Whether the focus is on an outcome, successful communities know why they exist and who they are for.
COMMUNITIES GIVE YOU WHAT YOU WANT
The successful communities I've joined, meaning the ones I've stuck around for, give me what I want to get from them.
If you look at the sidebar of any community, you can see the outcomes listed right there.
(I'd screenshot them but I don't want to share things I shouldn't be sharing inside paid communities)
There are specific places for general discussion, q&a, feedback, promotion, and then sub-channels for topics that would be of interest to the audience.

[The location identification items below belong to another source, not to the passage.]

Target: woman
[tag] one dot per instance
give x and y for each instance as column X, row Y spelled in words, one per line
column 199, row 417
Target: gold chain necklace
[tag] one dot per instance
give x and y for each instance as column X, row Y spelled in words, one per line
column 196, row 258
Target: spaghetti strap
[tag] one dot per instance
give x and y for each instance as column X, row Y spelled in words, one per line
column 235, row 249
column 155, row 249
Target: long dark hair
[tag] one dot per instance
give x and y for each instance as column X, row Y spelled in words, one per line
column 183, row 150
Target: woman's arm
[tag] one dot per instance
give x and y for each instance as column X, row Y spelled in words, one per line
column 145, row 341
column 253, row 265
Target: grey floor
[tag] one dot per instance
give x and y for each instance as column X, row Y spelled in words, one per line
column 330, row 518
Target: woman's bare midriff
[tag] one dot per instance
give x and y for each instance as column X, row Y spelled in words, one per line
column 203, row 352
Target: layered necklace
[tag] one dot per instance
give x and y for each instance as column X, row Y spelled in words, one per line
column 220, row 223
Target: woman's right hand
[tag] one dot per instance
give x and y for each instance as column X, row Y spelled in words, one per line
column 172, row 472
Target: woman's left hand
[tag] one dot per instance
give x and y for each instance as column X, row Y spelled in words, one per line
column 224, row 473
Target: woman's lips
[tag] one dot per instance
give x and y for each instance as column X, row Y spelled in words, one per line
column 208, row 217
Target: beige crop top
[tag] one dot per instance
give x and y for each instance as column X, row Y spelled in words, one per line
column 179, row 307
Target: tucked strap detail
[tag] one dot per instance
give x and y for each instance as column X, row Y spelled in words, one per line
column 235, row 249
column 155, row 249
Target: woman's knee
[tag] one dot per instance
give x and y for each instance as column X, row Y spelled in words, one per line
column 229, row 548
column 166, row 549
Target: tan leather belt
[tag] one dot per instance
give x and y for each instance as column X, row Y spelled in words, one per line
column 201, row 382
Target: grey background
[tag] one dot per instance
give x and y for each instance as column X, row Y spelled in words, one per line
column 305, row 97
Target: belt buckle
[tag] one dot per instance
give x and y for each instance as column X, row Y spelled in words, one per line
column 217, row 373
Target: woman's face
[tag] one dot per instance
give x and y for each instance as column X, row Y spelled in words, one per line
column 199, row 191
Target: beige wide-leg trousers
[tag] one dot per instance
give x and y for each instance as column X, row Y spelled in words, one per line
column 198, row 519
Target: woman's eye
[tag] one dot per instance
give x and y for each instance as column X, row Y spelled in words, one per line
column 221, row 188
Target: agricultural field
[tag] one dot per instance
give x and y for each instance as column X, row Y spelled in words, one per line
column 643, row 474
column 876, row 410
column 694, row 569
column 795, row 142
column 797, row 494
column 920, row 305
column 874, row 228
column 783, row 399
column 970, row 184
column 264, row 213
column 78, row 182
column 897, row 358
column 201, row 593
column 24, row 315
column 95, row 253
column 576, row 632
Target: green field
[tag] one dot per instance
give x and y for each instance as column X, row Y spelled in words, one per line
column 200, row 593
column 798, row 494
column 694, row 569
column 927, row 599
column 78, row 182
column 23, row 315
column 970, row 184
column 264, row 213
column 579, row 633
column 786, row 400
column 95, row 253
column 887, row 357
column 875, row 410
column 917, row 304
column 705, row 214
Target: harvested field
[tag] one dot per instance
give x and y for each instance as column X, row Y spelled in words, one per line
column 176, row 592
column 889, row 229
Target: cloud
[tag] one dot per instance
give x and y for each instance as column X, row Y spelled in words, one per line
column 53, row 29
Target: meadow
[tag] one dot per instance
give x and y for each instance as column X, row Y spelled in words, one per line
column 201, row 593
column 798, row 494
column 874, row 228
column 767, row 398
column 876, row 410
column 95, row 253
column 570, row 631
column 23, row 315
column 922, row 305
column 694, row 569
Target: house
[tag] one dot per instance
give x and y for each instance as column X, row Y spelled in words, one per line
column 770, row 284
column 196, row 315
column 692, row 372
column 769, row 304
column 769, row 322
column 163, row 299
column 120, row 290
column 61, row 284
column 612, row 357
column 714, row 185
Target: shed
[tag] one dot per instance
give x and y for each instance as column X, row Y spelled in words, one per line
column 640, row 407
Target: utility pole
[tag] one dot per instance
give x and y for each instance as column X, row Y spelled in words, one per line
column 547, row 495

Interestingly enough, Nat (the DeFi community guy) had a community earlier this year that ultimately he stopped running because, in my opinion, it was too open ended and lacked focus. Just look at these topics:
Who is this group for? Your guess is as good as mine.
When you take this idea and apply it to your social profiles, you understand that the content you put out needs to have a focus, some clarity, some consistency, and it needs to be easily identified as "this is for me!"
If people can't tell from a quick glance that this is something valuable for them, it will be hard to grow that community online.
DON'T SHOW UP AND SPAM THE COMMUNITY
There were a few communities I joined this summer as a test, but quickly left because the entire conversation was just spam piled on spam followed by more spam with a side of spam.
If you've ever joined a group and then saw that there were a few people who just talked all the time about themselves, then you know what I'm talking about.
Spam is simply things that are unwanted. So don't spam your community, or your followers online.
If people can tell that you're in it for your own benefit, that prevents you from being able to connect and grow.
You show up and you give value. Help others out. Give feedback. Respond to questions. Engage on topics that interest you. All without asking for anything in return.
Would you ever go to a party, introduce yourself, and immediately say "You should follow me on Twitter and buy my book and sign up for my email list!"
At least I hope not.
In "real life" you only bring that stuff up when it's appropriate, generally when people ask you for those details.
The same applies online.
Twitter is the cocktail party of the internet
Whether your platform of choice is Instagram, TikTok, Facebook, Twitter, LinkedIn, Reddit, or some new app that I haven't even heard of, if you treat it like you're part of a community you'll grow much faster than if you approach it with the idea to get get get without any give give give.
Show up, provide value, focus on connection and contribution, and the results will come.